Collectively, these hyperparameters management the representativeness and protection of calibration, instantly impacting quantization constancy.
The modifier courses (GPTQModifier, AWQModifier) settle for a schema parameter that defines the bit-width for each weights and activations. By way of this parameter, you may specify codecs corresponding to W8A8 (8-bit weights and activations) or W4A16 (4-bit weights with 16-bit activations), providing you with fine-grained management over precision trade-offs throughout mannequin layers.
Structure sample for quantization on Amazon SageMaker AI
Your complete workflow, proven within the following determine, is applied within the post_training_sagemaker_quantizer.py script and might be executed as a SageMaker coaching job on an occasion with NVIDIA GPU assist (corresponding to ml.g5.2xlarge) for accelerated quantization.
This course of doesn’t contain coaching or fine-tuning the mannequin. The coaching job is used solely to run PTQ with GPU acceleration.

After a mannequin is quantized, will probably be saved to Amazon Easy Storage Service (Amazon S3) instantly as an output from the SageMaker coaching job. We’ll uncompress the mannequin and host it as a SageMaker real-time endpoint utilizing a Amazon SageMaker AI massive mannequin inference (LMI) container, powered by vLLM. To seek out the most recent photographs, see AWS Deep Studying Framework Assist Coverage for LMI containers (see SageMaker part).

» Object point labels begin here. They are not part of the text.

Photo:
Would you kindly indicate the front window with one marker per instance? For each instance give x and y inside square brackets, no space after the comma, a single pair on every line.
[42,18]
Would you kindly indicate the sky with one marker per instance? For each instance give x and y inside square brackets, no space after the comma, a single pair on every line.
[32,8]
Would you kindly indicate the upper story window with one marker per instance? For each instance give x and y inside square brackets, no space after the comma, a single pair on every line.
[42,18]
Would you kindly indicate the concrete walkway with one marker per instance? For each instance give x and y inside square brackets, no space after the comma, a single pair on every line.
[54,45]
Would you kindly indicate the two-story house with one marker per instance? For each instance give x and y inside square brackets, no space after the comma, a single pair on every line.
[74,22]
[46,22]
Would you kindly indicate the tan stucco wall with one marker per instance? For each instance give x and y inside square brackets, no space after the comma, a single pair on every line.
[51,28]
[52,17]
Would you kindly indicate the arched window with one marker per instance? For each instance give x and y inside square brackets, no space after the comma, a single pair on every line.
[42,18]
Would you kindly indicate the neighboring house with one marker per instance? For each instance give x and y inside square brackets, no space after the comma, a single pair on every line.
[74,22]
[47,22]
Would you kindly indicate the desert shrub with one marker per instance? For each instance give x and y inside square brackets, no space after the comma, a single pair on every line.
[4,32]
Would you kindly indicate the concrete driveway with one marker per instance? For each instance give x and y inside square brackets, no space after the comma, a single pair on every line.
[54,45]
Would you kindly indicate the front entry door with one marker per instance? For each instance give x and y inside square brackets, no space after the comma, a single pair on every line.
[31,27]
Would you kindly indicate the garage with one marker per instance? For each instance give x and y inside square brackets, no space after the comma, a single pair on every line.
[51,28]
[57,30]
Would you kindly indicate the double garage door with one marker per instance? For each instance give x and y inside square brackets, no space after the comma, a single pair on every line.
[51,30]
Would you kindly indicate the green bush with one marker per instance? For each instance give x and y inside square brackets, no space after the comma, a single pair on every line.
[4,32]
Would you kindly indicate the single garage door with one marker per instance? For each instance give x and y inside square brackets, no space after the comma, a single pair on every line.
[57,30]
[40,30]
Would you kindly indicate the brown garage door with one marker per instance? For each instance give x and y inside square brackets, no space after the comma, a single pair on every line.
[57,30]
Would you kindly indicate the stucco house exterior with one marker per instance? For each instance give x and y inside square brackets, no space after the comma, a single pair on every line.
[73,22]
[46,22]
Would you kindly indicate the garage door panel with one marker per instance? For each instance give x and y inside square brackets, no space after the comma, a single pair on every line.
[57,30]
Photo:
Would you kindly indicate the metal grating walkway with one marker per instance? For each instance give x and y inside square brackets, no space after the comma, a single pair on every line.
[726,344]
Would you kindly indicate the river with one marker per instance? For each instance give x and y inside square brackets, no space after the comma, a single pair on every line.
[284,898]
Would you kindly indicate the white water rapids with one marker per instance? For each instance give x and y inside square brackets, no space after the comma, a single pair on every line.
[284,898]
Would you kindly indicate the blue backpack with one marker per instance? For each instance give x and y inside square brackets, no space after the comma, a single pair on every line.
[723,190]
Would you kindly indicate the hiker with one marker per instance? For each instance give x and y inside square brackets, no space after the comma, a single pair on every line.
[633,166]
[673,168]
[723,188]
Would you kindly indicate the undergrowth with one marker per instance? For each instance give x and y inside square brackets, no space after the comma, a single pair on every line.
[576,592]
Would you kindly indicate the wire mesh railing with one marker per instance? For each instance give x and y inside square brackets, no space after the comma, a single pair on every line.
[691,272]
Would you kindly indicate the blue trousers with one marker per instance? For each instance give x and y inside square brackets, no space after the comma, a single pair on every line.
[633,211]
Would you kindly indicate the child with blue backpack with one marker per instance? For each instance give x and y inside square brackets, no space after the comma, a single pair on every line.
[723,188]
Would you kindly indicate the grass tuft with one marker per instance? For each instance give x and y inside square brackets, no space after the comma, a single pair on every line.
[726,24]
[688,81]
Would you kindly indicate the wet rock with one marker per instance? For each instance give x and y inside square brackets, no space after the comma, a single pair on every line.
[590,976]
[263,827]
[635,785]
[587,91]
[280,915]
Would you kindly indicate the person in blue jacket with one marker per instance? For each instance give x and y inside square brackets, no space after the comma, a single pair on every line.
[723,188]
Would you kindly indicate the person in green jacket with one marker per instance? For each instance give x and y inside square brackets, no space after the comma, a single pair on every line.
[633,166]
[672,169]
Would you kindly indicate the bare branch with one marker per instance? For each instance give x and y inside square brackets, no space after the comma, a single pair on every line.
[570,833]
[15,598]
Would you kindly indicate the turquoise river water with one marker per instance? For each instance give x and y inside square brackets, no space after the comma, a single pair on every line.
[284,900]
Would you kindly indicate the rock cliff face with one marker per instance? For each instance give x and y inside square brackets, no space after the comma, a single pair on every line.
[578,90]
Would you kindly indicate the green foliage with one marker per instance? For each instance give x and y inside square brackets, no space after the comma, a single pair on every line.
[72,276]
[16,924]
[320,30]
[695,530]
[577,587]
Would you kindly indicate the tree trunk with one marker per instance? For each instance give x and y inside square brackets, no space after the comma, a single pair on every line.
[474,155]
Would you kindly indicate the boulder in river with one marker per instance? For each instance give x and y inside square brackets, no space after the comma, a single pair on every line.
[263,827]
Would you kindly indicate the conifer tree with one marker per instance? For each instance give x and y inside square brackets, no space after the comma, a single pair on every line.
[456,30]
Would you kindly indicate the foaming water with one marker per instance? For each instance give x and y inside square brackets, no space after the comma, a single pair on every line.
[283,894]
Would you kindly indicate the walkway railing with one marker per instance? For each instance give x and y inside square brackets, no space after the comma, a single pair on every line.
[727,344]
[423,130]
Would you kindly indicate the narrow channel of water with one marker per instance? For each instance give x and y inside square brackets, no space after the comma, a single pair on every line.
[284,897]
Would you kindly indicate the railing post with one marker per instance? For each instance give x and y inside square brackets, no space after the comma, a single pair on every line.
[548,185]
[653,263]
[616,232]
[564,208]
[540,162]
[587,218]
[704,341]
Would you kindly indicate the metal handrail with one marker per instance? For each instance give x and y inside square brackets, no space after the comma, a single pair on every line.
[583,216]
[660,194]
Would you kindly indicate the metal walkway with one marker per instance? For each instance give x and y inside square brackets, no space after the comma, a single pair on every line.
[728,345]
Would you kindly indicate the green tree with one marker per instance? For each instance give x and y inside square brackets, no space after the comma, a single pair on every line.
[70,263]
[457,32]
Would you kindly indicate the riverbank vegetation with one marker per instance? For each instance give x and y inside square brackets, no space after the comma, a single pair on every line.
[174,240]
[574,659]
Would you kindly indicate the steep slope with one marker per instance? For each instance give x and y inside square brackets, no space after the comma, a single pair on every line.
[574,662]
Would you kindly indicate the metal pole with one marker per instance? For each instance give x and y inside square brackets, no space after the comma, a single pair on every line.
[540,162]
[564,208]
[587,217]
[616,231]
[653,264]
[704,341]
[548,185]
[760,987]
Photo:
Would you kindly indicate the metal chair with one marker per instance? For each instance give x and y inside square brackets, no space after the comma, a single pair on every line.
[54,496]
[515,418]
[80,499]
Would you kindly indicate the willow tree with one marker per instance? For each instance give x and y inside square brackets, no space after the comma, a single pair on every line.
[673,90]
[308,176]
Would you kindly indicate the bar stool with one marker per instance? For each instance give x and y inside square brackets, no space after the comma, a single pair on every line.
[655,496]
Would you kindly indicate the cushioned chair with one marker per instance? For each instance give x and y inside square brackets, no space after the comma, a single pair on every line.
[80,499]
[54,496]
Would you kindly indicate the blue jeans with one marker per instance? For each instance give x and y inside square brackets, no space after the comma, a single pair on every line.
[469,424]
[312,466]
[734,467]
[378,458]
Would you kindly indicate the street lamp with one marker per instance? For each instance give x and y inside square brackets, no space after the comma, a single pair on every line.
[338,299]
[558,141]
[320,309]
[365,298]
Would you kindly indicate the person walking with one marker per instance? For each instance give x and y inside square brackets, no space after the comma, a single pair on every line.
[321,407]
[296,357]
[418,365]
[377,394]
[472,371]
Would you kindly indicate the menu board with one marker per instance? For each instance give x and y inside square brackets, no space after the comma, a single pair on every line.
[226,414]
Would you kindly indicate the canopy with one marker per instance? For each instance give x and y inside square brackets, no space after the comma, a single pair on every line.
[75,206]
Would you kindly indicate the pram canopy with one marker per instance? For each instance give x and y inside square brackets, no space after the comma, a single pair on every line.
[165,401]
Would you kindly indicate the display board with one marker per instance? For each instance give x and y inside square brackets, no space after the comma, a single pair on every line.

You now have a SageMaker real-time endpoint serving your quantized mannequin and prepared for inference. You’ll be able to question it utilizing the SageMaker Python SDK or litellm, relying in your integration wants.
Mannequin efficiency
We are going to use an ml.g5.2xlarge occasion for Llama-3.1-8B and Qwen-2.5-VL-7B fashions and ml.p4d.24xlarge occasion for Llama-3.1-70B mannequin and an LMI container v15 with vLLM backend as a serving framework.
The next is a code snippet from the deployment configuration:
This efficiency analysis’s major objective is to indicate the relative efficiency of mannequin variations on totally different {hardware}. The combos aren’t totally optimized and shouldn’t be considered as peak mannequin efficiency on an occasion kind. At all times ensure that to check utilizing your information, visitors, and I/O sequence size. The next is efficiency benchmark script:
Efficiency metrics
To grasp the impression of PTQ optimization strategies, we give attention to 5 key inference efficiency metrics—every providing a distinct lens on system effectivity and consumer expertise:
- GPU reminiscence utilization: Signifies the proportion of complete GPU reminiscence actively used throughout inference. Larger reminiscence utilization suggests extra of the mannequin or enter information is loaded into GPU reminiscence, which might enhance throughput—however extreme utilization may result in reminiscence bottlenecks or out-of-memory errors.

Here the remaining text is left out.